O tema das fantasias e sonhos para este número de Rayuela me permitirá destacar a dificuldade que estas noções trazem para o autismo.
O tema em si foi imposto para nós, no La Cigarra, no encontro com sonhos e fantasias em sujeitos autistas desdobrados em análise. A partir disso, a particularidade da investigação toma o viés de sonhos e fantasias em análises que estão em curso. Isto faz da leitura da transferência o fator fundamental e a pergunta sobre se, neste sonhar particular, colocar em imagem dá lugar a uma cena que está articulada, ou não, a uma significação inconsciente. As fantasias recolhidas no tratamento impõem questões do mesmo teor.

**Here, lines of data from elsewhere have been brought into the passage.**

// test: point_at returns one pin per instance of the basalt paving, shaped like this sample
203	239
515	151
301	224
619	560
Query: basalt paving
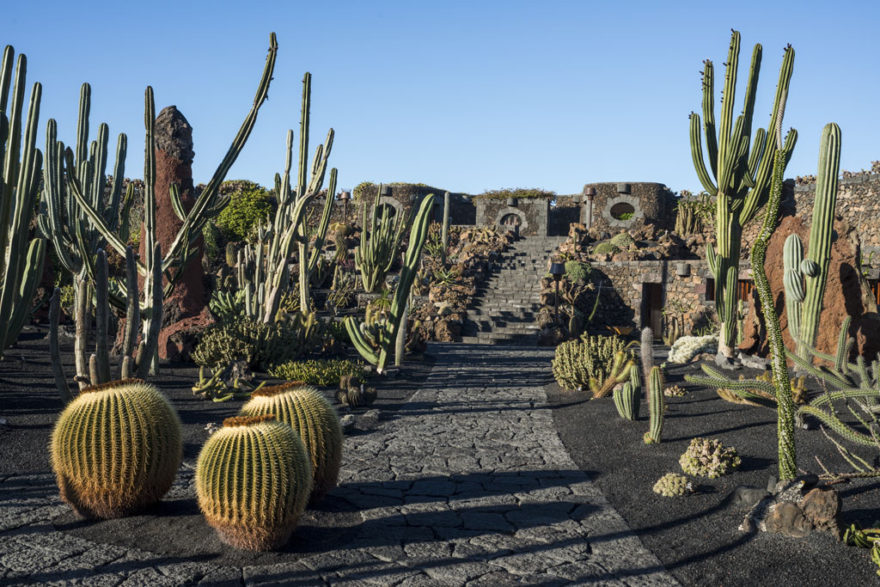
467	484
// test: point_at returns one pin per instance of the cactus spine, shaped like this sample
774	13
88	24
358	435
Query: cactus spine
387	331
657	405
252	481
310	414
116	448
377	250
628	398
742	181
821	228
21	259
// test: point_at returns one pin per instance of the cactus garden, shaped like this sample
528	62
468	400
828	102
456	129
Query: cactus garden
395	383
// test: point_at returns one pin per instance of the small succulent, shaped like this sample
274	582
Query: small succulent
708	458
675	391
673	485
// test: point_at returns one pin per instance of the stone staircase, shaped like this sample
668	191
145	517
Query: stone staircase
505	309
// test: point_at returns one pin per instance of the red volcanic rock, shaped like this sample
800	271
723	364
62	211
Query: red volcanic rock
174	156
846	294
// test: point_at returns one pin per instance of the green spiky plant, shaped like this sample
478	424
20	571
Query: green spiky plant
377	344
742	178
21	258
628	398
656	405
116	449
379	244
206	207
804	302
309	413
253	479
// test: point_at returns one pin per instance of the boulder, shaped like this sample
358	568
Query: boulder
846	294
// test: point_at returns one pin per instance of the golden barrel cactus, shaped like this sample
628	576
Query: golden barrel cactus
116	449
253	479
310	414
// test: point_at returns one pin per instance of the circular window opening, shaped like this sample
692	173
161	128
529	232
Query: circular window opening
386	209
622	211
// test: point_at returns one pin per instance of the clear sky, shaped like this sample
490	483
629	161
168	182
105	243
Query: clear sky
461	95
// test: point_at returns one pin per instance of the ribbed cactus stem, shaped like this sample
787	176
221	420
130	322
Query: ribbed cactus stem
656	405
821	229
54	349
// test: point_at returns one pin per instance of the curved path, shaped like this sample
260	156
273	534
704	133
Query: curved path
467	484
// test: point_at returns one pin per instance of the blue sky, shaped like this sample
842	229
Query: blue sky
464	96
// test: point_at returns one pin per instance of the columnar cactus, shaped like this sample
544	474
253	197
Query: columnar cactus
116	449
743	178
253	479
310	414
387	331
657	405
628	398
21	258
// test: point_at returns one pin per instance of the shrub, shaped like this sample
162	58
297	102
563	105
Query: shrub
246	209
585	363
322	372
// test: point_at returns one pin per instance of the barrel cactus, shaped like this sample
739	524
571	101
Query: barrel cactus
310	414
253	478
116	449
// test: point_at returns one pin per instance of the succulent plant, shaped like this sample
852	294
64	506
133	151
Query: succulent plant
673	485
116	449
708	458
253	478
310	414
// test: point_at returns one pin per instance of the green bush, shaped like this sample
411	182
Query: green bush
261	345
322	372
247	208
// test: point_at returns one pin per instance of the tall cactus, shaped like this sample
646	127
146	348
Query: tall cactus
387	331
207	206
821	229
742	178
376	253
21	260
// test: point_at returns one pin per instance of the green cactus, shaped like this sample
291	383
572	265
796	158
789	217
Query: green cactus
253	479
742	183
378	248
821	229
387	330
708	458
628	397
673	485
657	405
21	258
116	449
312	416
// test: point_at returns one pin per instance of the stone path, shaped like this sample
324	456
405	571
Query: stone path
468	484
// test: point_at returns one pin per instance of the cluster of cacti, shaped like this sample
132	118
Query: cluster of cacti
587	363
377	350
218	390
743	177
656	405
708	458
116	448
687	347
628	396
253	479
259	344
263	268
673	485
307	411
21	258
378	248
803	303
208	204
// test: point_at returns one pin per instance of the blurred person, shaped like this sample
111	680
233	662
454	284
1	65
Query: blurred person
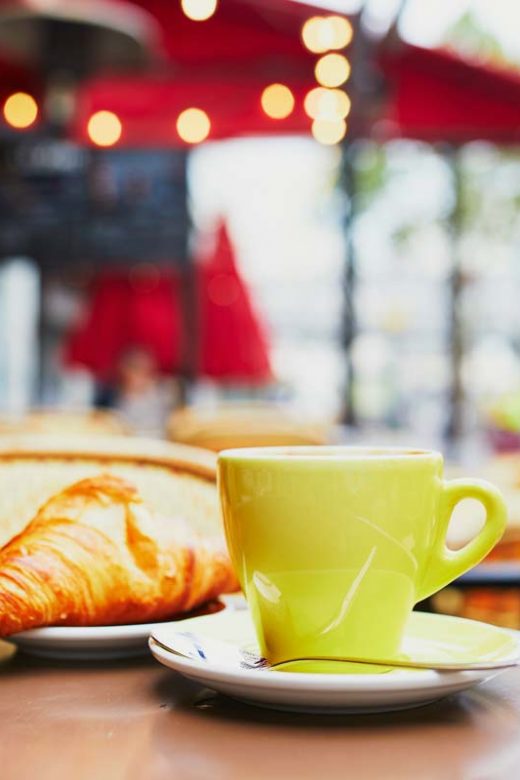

Lacan[1] formula a verbosidade como própria ao autismo, considerando-o por efeito do encontro com a linguagem e suas consequências. O ser falante autista deve, então, ser pensado como uma modalidade particular de relação com lalíngua que pode ou não chegar a se articular à linguagem[2] mas, sem dúvida, é alguém a escutar, porque no autismo e sua defesa trata-se da dificuldade de entrada no circuito pulsional, a partir do insuportável do gozo que coloca em jogo o contato com os outros.
Freud[3] estabelece que a brincadeira das crianças aparece, inicialmente, como resposta frente ao insuportável da ausência do Outro. Assim, a brincadeira toma o lugar de uma tentativa de marcar a perda. É neste fazer repetido que Freud capta, no ir e vir do carretel que seu neto lança frente à perda do objeto amado, que nasce a representação. O sujeito se torna significante ao operar a perda fundante inscrita entre o Fort e o Da que localiza na palavra a ausência do objeto e seu retorno. Desta maneira, um fazer dá lugar a um sujeito que ativamente produz a perda a qual antes ficava submetido. Por sua vez, Lacan[4] poderá situar no surgimento da hiância entre os dois significantes, o buraco onde vem a alojar o objeto enquanto perdido, do qual emerge um sujeito na condição de representado. Neste lançar-se, é o sujeito que se reproduz como perda, já que o que retorna desde a palavra levará a marca do impossível do encontro com a Coisa.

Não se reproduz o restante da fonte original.